Ausgabe 06/2010-07
1648 Verfahren
Für rund zwei Millionen Beschäftigte bundesweit gelten branchenweite Min-destlöhne. Aber bekommen sie sie auch? "Viele Firmen unterlaufen den Mindestlohn", titelte die Süddeutsche Zeitung Ende Juni. Hintergrund ist die Antwort auf eine Kleine Anfrage der Bundestags-Fraktion der Grünen nach der Durchsetzung von Mindestlöhnen (Drucksache 17/1947).

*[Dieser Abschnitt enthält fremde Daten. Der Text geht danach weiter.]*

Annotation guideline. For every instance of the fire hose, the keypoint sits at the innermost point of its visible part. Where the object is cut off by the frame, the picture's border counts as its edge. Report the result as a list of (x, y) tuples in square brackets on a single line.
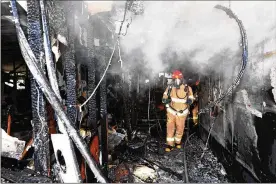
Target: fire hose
[(52, 97), (230, 13)]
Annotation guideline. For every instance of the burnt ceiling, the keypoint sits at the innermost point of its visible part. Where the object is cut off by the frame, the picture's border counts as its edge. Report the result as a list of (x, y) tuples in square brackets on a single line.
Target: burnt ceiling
[(10, 50)]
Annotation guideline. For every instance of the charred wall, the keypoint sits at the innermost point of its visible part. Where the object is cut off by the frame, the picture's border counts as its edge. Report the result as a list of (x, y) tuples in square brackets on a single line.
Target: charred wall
[(244, 132)]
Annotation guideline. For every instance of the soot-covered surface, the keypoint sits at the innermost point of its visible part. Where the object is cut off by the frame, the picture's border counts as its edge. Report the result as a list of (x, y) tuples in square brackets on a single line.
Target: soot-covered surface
[(170, 167)]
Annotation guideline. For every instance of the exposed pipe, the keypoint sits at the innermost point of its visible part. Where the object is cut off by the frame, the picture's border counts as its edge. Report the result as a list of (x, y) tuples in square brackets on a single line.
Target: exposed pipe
[(51, 96)]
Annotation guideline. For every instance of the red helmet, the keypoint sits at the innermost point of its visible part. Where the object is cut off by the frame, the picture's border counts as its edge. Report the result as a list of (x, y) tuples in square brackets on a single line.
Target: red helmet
[(177, 75)]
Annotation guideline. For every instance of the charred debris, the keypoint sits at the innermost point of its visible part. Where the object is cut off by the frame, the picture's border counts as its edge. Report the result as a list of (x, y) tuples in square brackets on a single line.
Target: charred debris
[(74, 110)]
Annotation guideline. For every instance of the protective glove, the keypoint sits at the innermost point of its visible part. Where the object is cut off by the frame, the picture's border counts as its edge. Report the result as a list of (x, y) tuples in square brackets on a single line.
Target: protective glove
[(166, 101), (189, 101)]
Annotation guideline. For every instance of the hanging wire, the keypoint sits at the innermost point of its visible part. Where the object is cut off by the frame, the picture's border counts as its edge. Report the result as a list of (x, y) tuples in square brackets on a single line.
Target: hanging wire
[(119, 51), (110, 59)]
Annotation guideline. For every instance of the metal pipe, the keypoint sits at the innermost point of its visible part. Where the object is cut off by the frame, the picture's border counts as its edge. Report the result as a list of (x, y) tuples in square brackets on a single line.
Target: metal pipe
[(52, 98)]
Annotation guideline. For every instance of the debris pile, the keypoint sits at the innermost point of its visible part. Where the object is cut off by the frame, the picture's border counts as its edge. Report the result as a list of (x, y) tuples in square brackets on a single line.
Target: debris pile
[(156, 166)]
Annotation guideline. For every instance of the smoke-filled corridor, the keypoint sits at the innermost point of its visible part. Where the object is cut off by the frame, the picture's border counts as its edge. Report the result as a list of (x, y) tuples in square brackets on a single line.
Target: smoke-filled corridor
[(138, 91)]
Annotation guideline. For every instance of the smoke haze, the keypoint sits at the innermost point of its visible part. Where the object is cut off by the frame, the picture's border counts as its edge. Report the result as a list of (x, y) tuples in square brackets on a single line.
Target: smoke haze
[(197, 34)]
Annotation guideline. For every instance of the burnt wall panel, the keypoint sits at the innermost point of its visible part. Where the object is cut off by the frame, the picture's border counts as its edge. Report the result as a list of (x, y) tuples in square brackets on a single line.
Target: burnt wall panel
[(40, 127)]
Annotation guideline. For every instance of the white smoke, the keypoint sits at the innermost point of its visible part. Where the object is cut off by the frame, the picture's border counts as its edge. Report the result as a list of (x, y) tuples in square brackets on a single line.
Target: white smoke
[(197, 27)]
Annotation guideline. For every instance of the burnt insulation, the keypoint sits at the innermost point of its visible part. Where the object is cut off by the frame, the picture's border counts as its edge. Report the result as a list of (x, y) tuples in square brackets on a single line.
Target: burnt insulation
[(69, 64), (92, 118), (103, 65), (40, 127)]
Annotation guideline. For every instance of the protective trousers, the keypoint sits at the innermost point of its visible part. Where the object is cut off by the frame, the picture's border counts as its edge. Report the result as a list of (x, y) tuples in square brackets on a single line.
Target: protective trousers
[(195, 114), (175, 128)]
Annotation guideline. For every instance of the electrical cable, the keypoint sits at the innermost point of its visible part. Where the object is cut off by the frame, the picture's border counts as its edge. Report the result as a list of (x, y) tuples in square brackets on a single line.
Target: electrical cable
[(123, 19), (230, 13), (101, 78)]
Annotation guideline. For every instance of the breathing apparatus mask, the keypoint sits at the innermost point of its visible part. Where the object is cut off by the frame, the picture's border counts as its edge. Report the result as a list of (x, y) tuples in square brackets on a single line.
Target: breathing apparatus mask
[(178, 79), (177, 83)]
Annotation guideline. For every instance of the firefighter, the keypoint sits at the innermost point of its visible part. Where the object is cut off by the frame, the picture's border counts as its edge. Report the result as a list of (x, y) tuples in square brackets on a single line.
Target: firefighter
[(195, 104), (177, 97)]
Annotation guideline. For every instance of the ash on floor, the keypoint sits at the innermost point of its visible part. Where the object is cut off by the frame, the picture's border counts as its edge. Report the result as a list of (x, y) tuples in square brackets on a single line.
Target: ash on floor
[(169, 167)]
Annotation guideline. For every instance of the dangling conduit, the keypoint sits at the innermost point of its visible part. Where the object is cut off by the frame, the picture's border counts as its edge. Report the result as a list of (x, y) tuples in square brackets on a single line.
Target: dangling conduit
[(230, 89), (52, 97), (244, 59)]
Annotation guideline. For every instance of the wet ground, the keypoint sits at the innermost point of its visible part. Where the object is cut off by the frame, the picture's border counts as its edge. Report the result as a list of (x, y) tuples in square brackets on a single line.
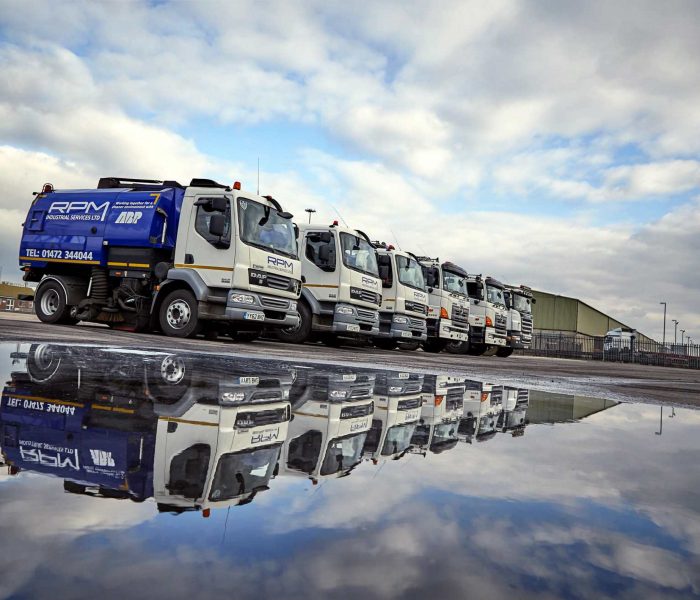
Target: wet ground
[(593, 378), (136, 472)]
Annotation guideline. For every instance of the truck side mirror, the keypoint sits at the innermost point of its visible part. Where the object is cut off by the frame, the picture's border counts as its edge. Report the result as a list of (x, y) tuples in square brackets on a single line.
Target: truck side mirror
[(217, 224)]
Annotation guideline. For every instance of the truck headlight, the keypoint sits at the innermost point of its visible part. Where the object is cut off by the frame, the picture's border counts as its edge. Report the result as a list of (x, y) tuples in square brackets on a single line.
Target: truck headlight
[(242, 299), (227, 397)]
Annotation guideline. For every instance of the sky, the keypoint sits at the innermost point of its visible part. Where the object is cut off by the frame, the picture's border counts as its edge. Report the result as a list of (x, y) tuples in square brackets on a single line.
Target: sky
[(554, 144)]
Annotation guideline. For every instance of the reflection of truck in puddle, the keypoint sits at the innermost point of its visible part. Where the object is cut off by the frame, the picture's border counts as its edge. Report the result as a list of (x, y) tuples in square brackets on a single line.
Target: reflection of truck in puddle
[(332, 413), (397, 409), (212, 440), (513, 416), (443, 407)]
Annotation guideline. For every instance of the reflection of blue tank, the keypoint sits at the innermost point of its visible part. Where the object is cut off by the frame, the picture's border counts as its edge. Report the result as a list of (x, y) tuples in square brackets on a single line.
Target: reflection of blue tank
[(83, 442)]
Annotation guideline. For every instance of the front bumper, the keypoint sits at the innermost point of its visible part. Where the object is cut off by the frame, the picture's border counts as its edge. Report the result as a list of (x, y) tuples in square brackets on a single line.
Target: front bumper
[(355, 320), (446, 329), (518, 340), (265, 310), (413, 328)]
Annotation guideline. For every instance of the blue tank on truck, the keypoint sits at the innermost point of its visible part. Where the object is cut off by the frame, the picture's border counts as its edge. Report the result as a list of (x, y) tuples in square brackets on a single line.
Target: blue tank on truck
[(143, 254)]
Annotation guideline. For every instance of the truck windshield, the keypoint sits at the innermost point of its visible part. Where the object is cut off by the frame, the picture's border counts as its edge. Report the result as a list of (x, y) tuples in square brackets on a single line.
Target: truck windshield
[(359, 254), (398, 439), (239, 473), (521, 303), (452, 282), (262, 227), (410, 272), (494, 295), (343, 453)]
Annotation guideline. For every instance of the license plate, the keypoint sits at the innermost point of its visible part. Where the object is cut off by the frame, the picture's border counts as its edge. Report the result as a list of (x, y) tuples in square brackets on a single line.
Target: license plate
[(252, 316)]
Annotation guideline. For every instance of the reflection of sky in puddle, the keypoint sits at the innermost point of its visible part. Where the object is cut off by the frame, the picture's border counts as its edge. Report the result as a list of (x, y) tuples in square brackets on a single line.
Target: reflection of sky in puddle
[(603, 506)]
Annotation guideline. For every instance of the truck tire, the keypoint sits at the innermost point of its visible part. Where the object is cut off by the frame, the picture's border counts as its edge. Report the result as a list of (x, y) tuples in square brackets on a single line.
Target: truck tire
[(178, 314), (50, 304), (434, 345), (300, 333)]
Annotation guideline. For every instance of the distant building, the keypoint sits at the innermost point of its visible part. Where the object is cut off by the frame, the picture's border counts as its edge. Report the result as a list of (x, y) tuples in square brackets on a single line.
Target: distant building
[(9, 298), (565, 316)]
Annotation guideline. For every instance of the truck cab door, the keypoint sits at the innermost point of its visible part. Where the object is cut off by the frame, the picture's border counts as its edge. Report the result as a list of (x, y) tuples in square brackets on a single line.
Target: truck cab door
[(210, 247)]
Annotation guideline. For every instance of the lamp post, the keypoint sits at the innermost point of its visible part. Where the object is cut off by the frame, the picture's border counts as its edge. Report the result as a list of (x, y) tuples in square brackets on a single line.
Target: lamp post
[(675, 331), (663, 343)]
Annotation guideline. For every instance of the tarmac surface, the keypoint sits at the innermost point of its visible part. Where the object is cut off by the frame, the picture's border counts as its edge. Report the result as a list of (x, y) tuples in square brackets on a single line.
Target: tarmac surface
[(617, 381)]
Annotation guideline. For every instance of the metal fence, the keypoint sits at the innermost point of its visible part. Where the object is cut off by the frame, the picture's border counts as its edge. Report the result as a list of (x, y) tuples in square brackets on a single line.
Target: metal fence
[(585, 347)]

Das Bundesarbeitministerium, das die Fragen der Grünen beantwortet hat, gibt an, dass rund 14000 Arbeitgeber in der Bauindustrie und rund 2100 in der Gebäudereinigung 2009 geprüft worden sind. Mit rund 1,5 Millionen Beschäftigten waren sie zum Stichtag die größten Branchen, in denen Mindestlöhne nach dem Entsendegesetz gelten. In der Bauwirtschaft waren 1445 Bußgeldverfahren gegen Firmen wegen Verstößen gegen den Mindestlohn eingeleitet worden. In der Gebäudereinigung waren 203 Firmen betroffen. Allerdings kann erst nach Abschluss der Verfahren gesagt werden, ob die Unternehmen tatsächlich gegen die Mindestlohnregelung verstoßen haben. Die Sanktionsmöglichkeiten sieht die Bundesregierung "als ausreichend an. Eine Verschärfung ist nicht beabsichtigt". Überwacht wird die korrekte Bezahlung von 6400 Beamten der Finanzkontrolle Schwarzarbeit, die auch für die Suche nach illegal Beschäftigten zuständig ist. Sie müssen allein 70000 Baustellen bundesweit prüfen. Aufgestockt werden soll die Zahl der Beamt/innen in 2010 um 150.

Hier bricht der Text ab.